Умертвив более трех четвертей своей плоти, Вдохновение Кадиллак стал в соответствующей степени менее покладистым, думала Таасмин Манделла.
— Госпожа, вы не должны позволять втянуть себя в диспут вокруг Сталелитейной компании Вифлеем Арес. Вы не должны смешивать дух с политикой.
Серая Госпожа и Железный Камерарий торопливо шагали по подземному коридору, ведущему из личных комнат в общие помещения. На слове «политика» Таасмин Манделла остановилась и прошептала Вдохновению Кадиллаку на ухо:
— Ты еси лицемер. Скажи мне, если дух не касается всякого проявления жизни, даже политики — истинный ли это дух? Скажи мне. — И она устремилась прочь по залитому неоновым светом коридору. Протезированный камерарий поспешал вслед за ней, щелкая и жужжа своими протезами.
— Госпожа, не сочтите за неуважение, но вы позволяете эмоциям затуманить ваш разум. Проигнорируйте тот факт, что Раэл Манделла–младший ваш племянник; вы должны принять взвешенное решение, следует ли допустить еретиков… прошу прощения, Госпожа, бастующих, в наши дортуары или нет. Если из рассмотрения устранены затемняющие картину субъективные факторы, решение становится совершенно очевидным.
У входа в зал аудиенций Таасмин Манделла снова остановилась.
— Разумеется, оно очевидно, Камерарий. Я объявлю о своей полной духовной, моральной и экономической поддержке Конкордата.

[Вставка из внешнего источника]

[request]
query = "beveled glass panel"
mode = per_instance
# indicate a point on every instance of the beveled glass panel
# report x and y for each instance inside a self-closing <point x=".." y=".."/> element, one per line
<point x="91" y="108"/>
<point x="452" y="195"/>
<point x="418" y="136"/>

— Госпожа! Это безумие! Подумайте о паломниках, от чьей щедрости мы зависим — не будут ли они отвращены этим необдуманным шагом? Подумайте о Бедных Чадах — объединяясь с ере… забастовщиками, вы, в сущности, отвергаете их веру в святость Стальградского Храма. Вы не можете отринуть всех своих верных последователей — и пилигримов, и Бедных Чад!
— Мне известно, откуда исходят эти поддельные пророчества о фабрике, Камерарий. Я и на треть не так глупа, как ты полагаешь.
Она воссела на троне в зале аудиенций в столбе солнечного света, отбрасываемого расположенными под углом зеркалами. У ног ее были рассыпаны цветы и завитки металлической стружки, а перед ней стояла шеренга паломников с мрачно сведенными бровями, над которыми красовались девятиконечные звезды. Воздух дышал холодным благочестием.
— Это место нуждается в свете, — прошептала Таасмин Манделла самой себе, представляя десницу Панарха, открывающую базилику, словно банку с маринованными огурцами, чтобы впустить в нее сияние дня.
— Прошу прощения, мадам? — переспросило прислуживающее ей Бедной Чадо с металлической головой.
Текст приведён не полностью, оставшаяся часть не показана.